The Union-The land and the waters, mountains and rivers, lineage and language, laws and Constitution, interests and instinct, affection and passion, duty and destiny, all cry out against its dissolution, and proclaim it perpetual. (Applause.)

The seventh regular toast.

7. The Constitution of the United States:-With all its privileges and blessings, may it be perpetuated to the latest posterity. (Applause.)

The Chairman remarked:-I beg to associate with this sentiment the name of William M. Evarts, Esq., a gentleman to whom we all delight to listen. (Loud cheers.)
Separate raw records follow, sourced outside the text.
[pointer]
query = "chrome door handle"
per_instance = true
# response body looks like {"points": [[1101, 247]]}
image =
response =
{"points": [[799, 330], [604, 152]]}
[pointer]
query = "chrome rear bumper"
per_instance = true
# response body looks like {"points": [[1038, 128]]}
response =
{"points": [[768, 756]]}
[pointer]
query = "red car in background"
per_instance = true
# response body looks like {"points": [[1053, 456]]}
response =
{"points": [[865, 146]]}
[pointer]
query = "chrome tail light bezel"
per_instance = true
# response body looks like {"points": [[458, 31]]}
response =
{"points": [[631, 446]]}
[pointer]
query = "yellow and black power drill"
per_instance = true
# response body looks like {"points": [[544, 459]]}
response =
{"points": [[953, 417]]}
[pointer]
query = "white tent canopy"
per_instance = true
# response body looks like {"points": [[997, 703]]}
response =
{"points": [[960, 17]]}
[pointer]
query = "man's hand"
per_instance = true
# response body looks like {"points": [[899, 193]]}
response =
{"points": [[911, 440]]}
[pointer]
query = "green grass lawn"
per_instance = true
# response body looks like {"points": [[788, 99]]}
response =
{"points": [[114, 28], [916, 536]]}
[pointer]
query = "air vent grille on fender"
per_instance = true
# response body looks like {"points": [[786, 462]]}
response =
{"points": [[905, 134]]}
SPEECH OF WILLIAM M. EVARTS, ESQ.

MR. PRESIDENT AND GENTLEMEN: It is my good fortune, by the kind invitation of your committee, to take part now, for the third time, in the celebration of this great national festival, under the auspices of the Republican Association; and the three occasions, including the present, are at three notable stages in the great national transaction for the inauguration of which, in support of the constitution, and for the triumphant maintenance of the constitution through which the Rupublican party is, in my judgment, mainly responsible. (Applause.) We celebrated the day in 1860, in advance of the Republican nomination for the Presidency, which had for its purpose to defend the Constitution against the encroachment of a great State interest, that was striving to impress a local institution upon the national life and character. We succeeded in the election, under the peaceful forms of the Constitution, and had transferred the power of the government from the faction that had so long wielded it, to hands that were faithful to the spirit of the Constitution. (Applause.) We celebrated this anniversary in 1861, in the waning months of the Administration of Mr. Buchanan, in the very midnight of the gloom

which prevailed over this country, from the period of the election of Mr. Lincoln, until the guns of Sumter proclaimed the breaking day. (Applause.) A military rebellion was planned and threatened, and had commenced the revolt which since has made such head. We celebrate it now, sir, when the armed rebellion has assumed its fullest proportions when the power of the country has been raised against it,-and when the declining fortunes of treason announce that, soon, reinstated and re-established, the Constitution will resume its sway over the whole territory of the Republic. (Loud Applause.) Mr. President, it was the Constitution as our fathers framed it, before the rebellion broke out; it is the same Constitution while the rebellion rages;—and it will be the same Constitution when the rebellion is over. (Applause.) And, without laying any stress upon the great topics of popular liberty, and of national strength and pride, which have been aimed at, at least, in other political constitutions, let us understand that the vital and peculiar principle of our Constitution is, that a great nation can be formed, with the strength of government and its fund of power so distributed as not to be an overmatch for the freedom of the people-that a nation can be constituted powerful enough to maintain itself in the family of nations, and to secure to its citizens the honor, respect, and protection which only a mighty nationality can commaud, and yet, by the division of the great fund of power essential to government, between the general and the local administration, the people can be protected in their freedom, and secured in the management of their every-day interests by representation, neither remote from them, nor insensible to every duty to them.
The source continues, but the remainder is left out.